Pipecat Voice Pipeline

Pipecat is a Python framework that orchestrates STT, TTS, and LLM services. It supports Ollama, Whisper, and Piper as first-class services.

  • A pipeline framework: audio capture → STT → LLM → TTS → playback
  • Service adapters for Ollama, Whisper, and Piper — minimal custom glue needed
  • Quickstart examples to test a full voice loop in minutes
  1. Ollama — Keep running bare-metal. Point Pipecat to http://localhost:11434.
  2. Whisper (Docker) — Expose STT endpoint to Pipecat via host networking or published port.

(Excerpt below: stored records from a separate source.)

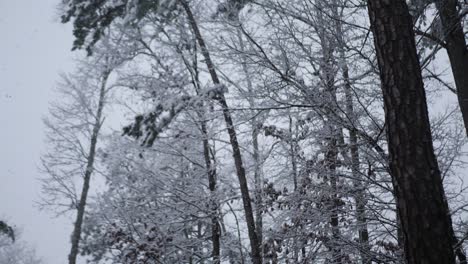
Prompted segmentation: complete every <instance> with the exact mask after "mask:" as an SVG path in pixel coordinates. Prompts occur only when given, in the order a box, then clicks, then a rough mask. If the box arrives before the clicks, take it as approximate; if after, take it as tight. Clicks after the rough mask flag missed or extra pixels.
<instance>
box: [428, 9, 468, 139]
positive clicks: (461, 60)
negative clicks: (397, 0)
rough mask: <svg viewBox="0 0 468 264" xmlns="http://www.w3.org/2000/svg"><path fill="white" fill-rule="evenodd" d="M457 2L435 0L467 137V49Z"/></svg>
mask: <svg viewBox="0 0 468 264" xmlns="http://www.w3.org/2000/svg"><path fill="white" fill-rule="evenodd" d="M457 2H458V1H457V0H436V1H435V3H436V7H437V10H438V11H439V17H440V21H441V22H442V28H443V32H444V39H442V40H445V43H446V49H447V53H448V57H449V59H450V65H451V67H452V73H453V78H454V80H455V85H456V88H457V97H458V103H459V104H460V110H461V112H462V115H463V121H464V123H465V130H466V134H467V136H468V74H467V72H468V48H467V46H466V41H465V34H464V32H463V27H462V23H461V19H460V17H459V15H458V12H457ZM465 3H466V2H465Z"/></svg>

  3. Piper (Docker) — Wire container so Pipecat can post text and receive audio stream.
  4. Pipecat server — Install on same host, configure service URIs, run quickstart to validate.
  1. pip install "pipecat-ai[ollama,whisper,piper]"
  2. Confirm Ollama is reachable: ollama ps
  3. Start Whisper and Piper containers; verify health endpoints
  4. Configure services: { llm: ollama://..., stt: whisper://..., tts: piper://... } and run quickstart
  • Networking — Run Pipecat and Ollama on the same host; use host networking for containers.
  • GPU — Verify NVIDIA drivers and Ollama GPU config for Ollama and Faster-Whisper.
  • Audio formats — Ensure Whisper container accepts Pipecat’s sample rate/format.
  • Security — Bind services to localhost; firewall external access.